= Auðunn rauði Þorbergsson =

Icelandic bishop in Hólar (1250–1322)

Auðunn rauði Þorbergsson (c. 1250 – 28 January 1322) was bishop of Iceland's northern diocese of Hólar 1313–22.

Auðunn was a Norwegian and was for a while a priest of Trondenes Church in Hålogaland (not far from the present-day town of Harstad in northern Norway). He later became a canon of Nidaros Cathedral, and became one of the foremost of their number, for example in their disputes with Archbishop Jǫrundr of Nidaros. Auðunn was well travelled and more than once visited the Pope in Rome. He won the esteem of the Norwegian king and was for a long time a retainer of Haakon V of Norway.

Auðunn was consecrated Bishop of Hólar on 25 November 1313. He arrived in Iceland in the summer of 1315 (at Seleyri í Borgarfirði) and rode north to Hólar. As bishop he exerted control firmly, both regarding finances and discipline among the clergy. He soon got into disputes with the major clerics of his diocese, events which are recounted particularly by Laurentius saga. Major achievements during his episcopate were his translation of the relics of Bishop Guðmundur Arason, helping to establish his feast within the northern Church. In 1318 he had the máldagar (property records) of his diocese collected in a book, providing a major historical record of the diocese's (then) ninety-eight churches. He brought with him a timber building from Norway which was erected at Hólar in 1316–17, later called Auðunarstofa, which stood until 1810 and was reconstructed in 2002 under the guidance of the then suffragan bishop of Hólar, Bolli Gústavsson.

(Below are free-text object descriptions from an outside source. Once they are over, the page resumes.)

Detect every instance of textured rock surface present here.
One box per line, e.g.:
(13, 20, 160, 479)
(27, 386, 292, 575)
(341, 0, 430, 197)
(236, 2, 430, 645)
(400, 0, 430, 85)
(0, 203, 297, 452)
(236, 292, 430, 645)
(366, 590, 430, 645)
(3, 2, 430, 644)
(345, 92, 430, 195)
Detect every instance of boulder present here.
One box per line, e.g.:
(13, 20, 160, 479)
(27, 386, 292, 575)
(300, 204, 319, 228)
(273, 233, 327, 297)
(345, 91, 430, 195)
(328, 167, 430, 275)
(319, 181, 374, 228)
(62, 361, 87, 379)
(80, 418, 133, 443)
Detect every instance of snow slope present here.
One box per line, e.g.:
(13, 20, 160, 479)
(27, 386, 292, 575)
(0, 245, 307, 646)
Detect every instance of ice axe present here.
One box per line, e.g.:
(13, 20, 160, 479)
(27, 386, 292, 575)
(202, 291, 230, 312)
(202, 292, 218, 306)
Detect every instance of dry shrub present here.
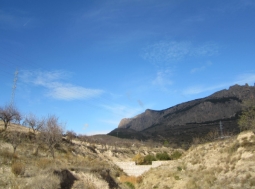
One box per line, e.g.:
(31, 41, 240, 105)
(24, 173, 60, 189)
(36, 158, 53, 169)
(74, 172, 109, 189)
(0, 148, 13, 159)
(72, 180, 97, 189)
(11, 162, 25, 176)
(228, 142, 240, 154)
(120, 175, 143, 185)
(132, 153, 144, 165)
(186, 179, 199, 189)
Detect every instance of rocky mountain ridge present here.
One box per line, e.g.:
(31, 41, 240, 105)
(109, 84, 255, 144)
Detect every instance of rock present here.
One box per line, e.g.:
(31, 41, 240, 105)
(109, 84, 255, 144)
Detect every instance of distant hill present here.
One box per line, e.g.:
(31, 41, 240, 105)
(108, 84, 255, 145)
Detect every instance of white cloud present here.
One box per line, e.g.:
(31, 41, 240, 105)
(152, 70, 173, 89)
(143, 41, 218, 64)
(20, 70, 104, 100)
(47, 84, 103, 100)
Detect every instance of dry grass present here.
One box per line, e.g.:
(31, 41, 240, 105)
(1, 122, 255, 189)
(36, 158, 54, 169)
(120, 175, 143, 185)
(11, 161, 25, 176)
(136, 131, 255, 189)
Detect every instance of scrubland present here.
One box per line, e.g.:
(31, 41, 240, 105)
(137, 131, 255, 189)
(0, 121, 255, 189)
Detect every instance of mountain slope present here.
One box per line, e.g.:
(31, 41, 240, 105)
(108, 84, 255, 145)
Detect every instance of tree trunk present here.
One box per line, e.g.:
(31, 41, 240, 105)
(50, 146, 55, 159)
(4, 122, 8, 130)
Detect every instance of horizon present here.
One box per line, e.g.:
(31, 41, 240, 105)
(1, 1, 255, 135)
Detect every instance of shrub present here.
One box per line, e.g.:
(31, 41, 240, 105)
(156, 152, 170, 160)
(143, 154, 156, 165)
(25, 173, 60, 189)
(36, 158, 54, 169)
(228, 142, 240, 154)
(0, 148, 13, 159)
(163, 140, 169, 147)
(238, 99, 255, 131)
(170, 150, 182, 160)
(132, 153, 144, 165)
(125, 182, 135, 189)
(11, 162, 25, 176)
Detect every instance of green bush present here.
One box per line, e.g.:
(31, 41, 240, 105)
(156, 152, 171, 160)
(143, 154, 156, 165)
(125, 181, 135, 189)
(170, 150, 182, 160)
(238, 99, 255, 131)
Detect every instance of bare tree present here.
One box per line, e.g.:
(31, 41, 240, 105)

In the summer of 1320, Auðunn sailed to Norway, amongst other things to protect his interests in his dealing with the Icelanders, and died in Nidaros on 28 January 1322. He was buried at Church of St Mary in Trondheim. He was succeeded by Lárentíus Kálfsson. Auðunn had at least one daughter, Ölöf, whose son Eysteinn rauði became a prominent cleric under the tutelage of his grandfather and Laurentius.

==Sources==
- Þorsteinn Gunnarsson et al., Um Auðunarstofu (Reykjavík: Hólanefnd, 2004), pp. 167–211.